“Glad to meet you, Mr. Jones,” says Peter. “So you want to be a waiter, do you? For how much per?”
“Oh, I don't know. I'll begin at the bottom, being a green hand. Twenty a week or so; whatever you're accustomed to paying.”
Brown choked. “The figure's all right,” he says, “only it covers a month down here.”
“Right!” says Jones, not a bit shook up. “A month goes.”
Peter stepped back and looked him over, beginning with the tan shoes and ending with the whirligig hat.
“Jonesy,” says he, finally, “you're on. Take him to the servants' quarters, Wingate.”
A little later, when I had the chance and had Brown alone, I says to him:
“Peter,” says I, “for the land sakes what did you hire the emperor for?
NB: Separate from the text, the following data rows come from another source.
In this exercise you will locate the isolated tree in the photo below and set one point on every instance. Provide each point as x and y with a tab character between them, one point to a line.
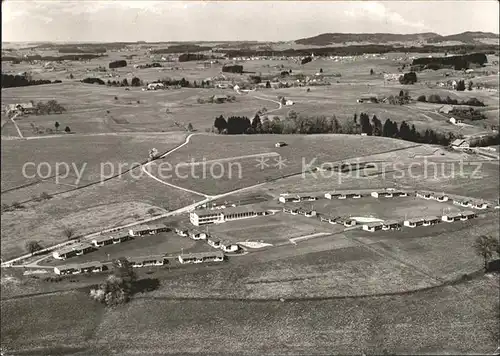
68	232
484	246
33	246
460	85
220	123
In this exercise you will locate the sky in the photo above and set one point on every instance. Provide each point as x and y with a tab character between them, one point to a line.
143	20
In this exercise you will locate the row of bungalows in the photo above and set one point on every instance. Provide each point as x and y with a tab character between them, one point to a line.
432	196
88	267
422	221
382	225
104	240
386	193
343	195
148	261
76	249
480	205
306	213
205	216
201	257
148	229
297	198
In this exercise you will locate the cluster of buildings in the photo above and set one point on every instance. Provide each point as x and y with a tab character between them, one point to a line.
466	203
82	248
225	246
419	221
207	216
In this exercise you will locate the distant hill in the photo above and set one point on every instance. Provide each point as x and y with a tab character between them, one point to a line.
327	39
466	37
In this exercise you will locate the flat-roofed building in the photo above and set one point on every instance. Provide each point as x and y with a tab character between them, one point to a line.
414	222
87	267
76	249
148	261
391	225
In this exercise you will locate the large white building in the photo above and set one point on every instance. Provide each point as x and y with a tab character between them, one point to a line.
204	217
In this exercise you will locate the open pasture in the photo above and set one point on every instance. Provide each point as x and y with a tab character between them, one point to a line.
94	154
269	229
91	209
419	321
300	152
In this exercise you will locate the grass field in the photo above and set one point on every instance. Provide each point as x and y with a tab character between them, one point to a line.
300	152
270	229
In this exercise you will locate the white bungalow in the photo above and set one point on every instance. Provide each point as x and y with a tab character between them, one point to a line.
480	205
391	225
227	246
372	227
414	222
431	220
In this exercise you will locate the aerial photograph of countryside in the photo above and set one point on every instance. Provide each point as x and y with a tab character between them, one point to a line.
250	178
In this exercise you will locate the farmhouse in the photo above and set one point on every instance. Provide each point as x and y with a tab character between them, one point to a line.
79	268
158	260
414	222
297	198
216	256
431	220
372	227
182	232
464	203
104	240
391	225
148	230
200	217
451	217
460	144
423	195
77	249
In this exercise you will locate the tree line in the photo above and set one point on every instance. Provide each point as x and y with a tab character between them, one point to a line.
13	81
295	124
436	99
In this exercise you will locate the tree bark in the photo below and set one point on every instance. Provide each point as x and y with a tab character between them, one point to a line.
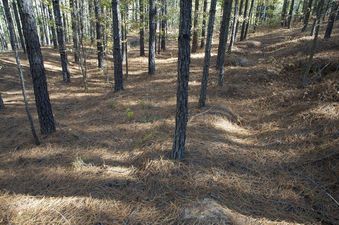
152	36
61	41
331	19
37	69
235	19
183	77
99	29
314	42
242	36
290	15
142	27
224	29
22	81
307	15
117	55
18	24
207	58
195	27
203	29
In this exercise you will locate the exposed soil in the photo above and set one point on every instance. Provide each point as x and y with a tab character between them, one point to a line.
264	150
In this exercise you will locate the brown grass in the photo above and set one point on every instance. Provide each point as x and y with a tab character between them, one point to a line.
263	151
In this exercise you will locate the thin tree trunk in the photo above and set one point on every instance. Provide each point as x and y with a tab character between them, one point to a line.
142	28
152	37
331	19
307	15
22	81
61	41
18	24
290	15
37	69
74	13
203	28
183	77
99	29
249	17
224	29
195	27
118	76
207	59
314	43
235	19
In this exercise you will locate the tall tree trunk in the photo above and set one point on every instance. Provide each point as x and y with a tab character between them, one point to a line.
37	69
331	19
163	24
152	36
61	41
18	24
203	28
242	36
74	13
307	15
183	77
224	28
195	27
290	15
99	29
22	81
207	59
284	13
118	78
234	24
249	17
314	42
142	27
52	21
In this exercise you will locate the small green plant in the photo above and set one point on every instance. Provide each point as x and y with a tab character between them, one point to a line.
130	114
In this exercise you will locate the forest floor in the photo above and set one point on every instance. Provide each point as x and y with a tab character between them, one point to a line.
263	151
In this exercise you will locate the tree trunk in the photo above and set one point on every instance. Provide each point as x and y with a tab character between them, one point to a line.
283	13
223	34
61	41
203	29
224	29
142	28
290	15
307	15
118	78
163	25
249	17
99	29
235	19
314	43
52	21
207	59
22	81
331	19
183	77
37	68
74	14
152	36
195	27
18	24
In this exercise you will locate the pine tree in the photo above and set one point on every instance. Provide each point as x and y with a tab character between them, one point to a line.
117	55
183	77
207	59
152	37
37	69
61	41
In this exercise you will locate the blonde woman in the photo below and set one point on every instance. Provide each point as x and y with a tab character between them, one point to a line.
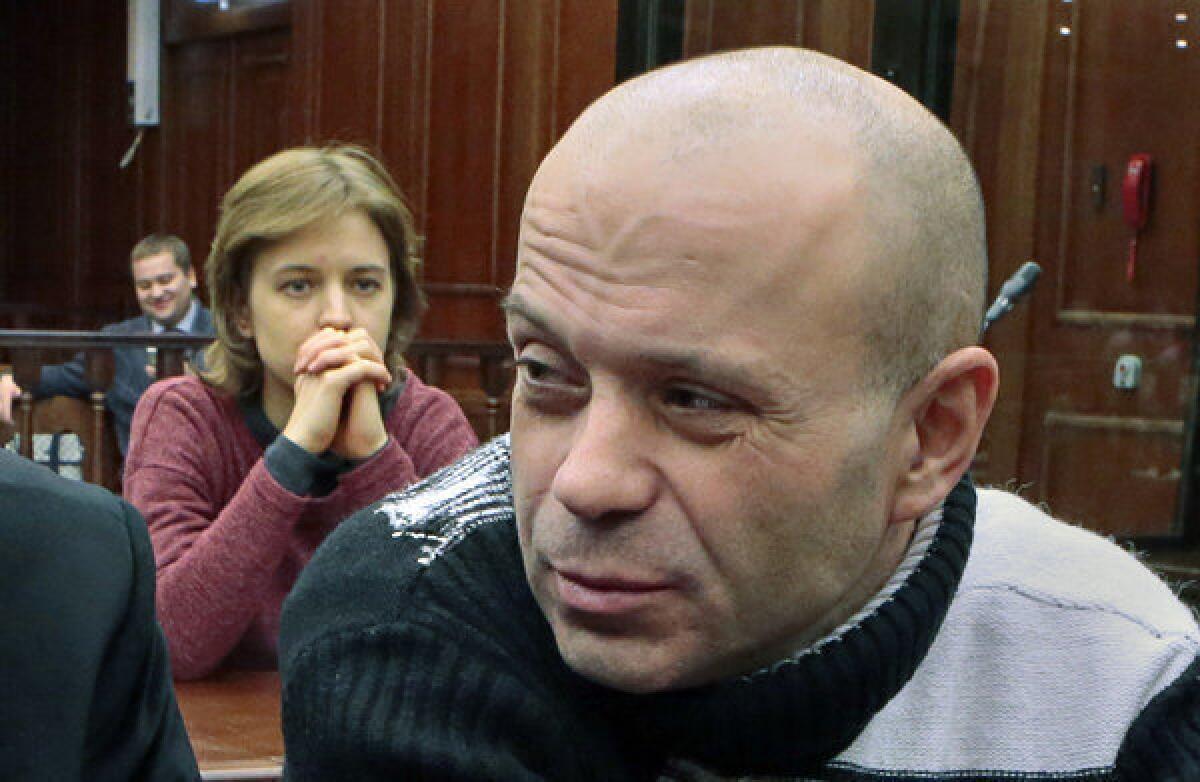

A blind man could see HE wa'n't no waiter. And we don't need him anyhow; no more'n a cat needs three tails. Why—”
But he was back at me before I could wink. “Need him?” he says. “Why, Barzilla, we need him more than the old Harry needs a conscience. Take a bird's-eye view of him! Size him up! He puts all the rest of the Greek statues ten miles in the shade. If I could only manage to get his picture in the papers we'd have all the romantic old maids in Boston down here inside of a week; and there's enough of THEM to keep one hotel going till judgment. Need him? Whew!”
Next morning we was at the breakfast-table in my branch establishment, me and Mabel and the five boarders. All hands was doing their best to start a famine in the fruit market, and Dr. Blatt was waving a banana and cheering us with a yarn about an old lady that his Burdock Bitters had h'isted bodily out of the tomb. He was at the most exciting part, the bitters and the undertaker coming down the last lap neck and neck, and an even bet who'd win the patient, when the kitchen door opens and in marches the waiter with the tray full of dishes of “cereal.” Seems to me 'twas chopped hay we had that morning—either that or shavings; I always get them breakfast foods mixed up.